The Boston Red Sox and John Farrell will be parting ways just a day after the Red Sox got so thoroughly bounced from the playoffs by a far superior team.
Farrell, 55, completed his fifth season as Red Sox manager in 2017, leading the team to a 93-69 (.574) record and the club’s ninth American League East division title. Boston finished the season with the third-best record in the American League, tied for fifth best in the majors.
During his Red Sox tenure (2013-17), Farrell’s clubs went 432-378 (.533) and earned three division titles (2013, 2016, 2017). His 432 managerial wins and 810 games managed both rank sixth in club history, and he is the only manager ever to lead the Red Sox to consecutive division titles. His first season was highlighted by Boston’s eighth World Series championship, as he was named American League Manager of the Year by The Sporting News.
This is just wild speculation on my part, but I have to wonder if the reason Farrell was given the old boot was because the locker room wasn’t big enough for all the egos it was trying to contain. Farrell and his team completely mishandled the Manny Machado situation and came across looking like petty children, and Farrell reportedly clashed with suprise suprise Chris Sale, as well as David Price. There was also a noted headed exchange with Drew Pomeranz. Additionally, ratings have dropped and Farrell has become a common punching bag on Boston talk radio. All of this despite actually tactically making mostly sound decisions as a manager. Farrell handled his bullpen very well including making some very ballsy decisions in the playoffs, favoring to work his key starters out of the pen in high leverage situations.

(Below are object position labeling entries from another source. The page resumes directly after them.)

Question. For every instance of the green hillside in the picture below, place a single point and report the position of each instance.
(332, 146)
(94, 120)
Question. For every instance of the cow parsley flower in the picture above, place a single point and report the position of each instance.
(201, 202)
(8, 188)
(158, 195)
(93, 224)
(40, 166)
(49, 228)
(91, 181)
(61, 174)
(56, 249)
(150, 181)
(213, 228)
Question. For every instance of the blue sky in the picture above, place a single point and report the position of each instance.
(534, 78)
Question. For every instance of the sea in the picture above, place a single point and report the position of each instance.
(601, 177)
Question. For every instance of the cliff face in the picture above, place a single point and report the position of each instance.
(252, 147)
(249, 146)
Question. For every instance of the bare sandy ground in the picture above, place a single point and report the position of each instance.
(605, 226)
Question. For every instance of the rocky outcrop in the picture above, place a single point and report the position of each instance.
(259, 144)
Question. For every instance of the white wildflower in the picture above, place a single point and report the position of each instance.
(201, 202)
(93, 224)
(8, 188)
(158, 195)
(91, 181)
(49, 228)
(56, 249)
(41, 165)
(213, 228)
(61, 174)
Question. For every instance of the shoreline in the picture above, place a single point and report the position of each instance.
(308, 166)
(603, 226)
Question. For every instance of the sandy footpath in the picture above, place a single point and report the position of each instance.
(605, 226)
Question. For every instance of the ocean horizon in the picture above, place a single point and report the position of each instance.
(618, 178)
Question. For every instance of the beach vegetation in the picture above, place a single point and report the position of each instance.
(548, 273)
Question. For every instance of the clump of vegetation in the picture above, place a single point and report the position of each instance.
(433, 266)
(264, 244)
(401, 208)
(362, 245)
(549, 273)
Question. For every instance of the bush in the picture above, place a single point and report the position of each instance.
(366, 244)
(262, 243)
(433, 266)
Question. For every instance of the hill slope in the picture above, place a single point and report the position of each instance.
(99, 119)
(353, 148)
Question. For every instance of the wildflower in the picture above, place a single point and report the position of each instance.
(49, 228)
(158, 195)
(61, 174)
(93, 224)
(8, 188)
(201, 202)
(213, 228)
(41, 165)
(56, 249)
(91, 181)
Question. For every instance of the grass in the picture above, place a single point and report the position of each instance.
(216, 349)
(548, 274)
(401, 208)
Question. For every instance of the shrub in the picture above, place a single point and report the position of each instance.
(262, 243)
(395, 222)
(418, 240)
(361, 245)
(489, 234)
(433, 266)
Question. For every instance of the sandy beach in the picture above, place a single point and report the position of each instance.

Another factor that worked against Farrell was that he was already in place when Dave Dombrowski was given the reigns, so maybe Farrell was never his first choice, and now he can go out and get one of his guys to work for him. I also suspect the termination shifts blame to Farrell for not managing the massive egos, rather than on Dombrowski for putting all those egos into one room in the first place.
Over 5 season with the Sox, Farrell posted a 432-378 record, including a World Series championship in 2013 and two consecutive AL East titles.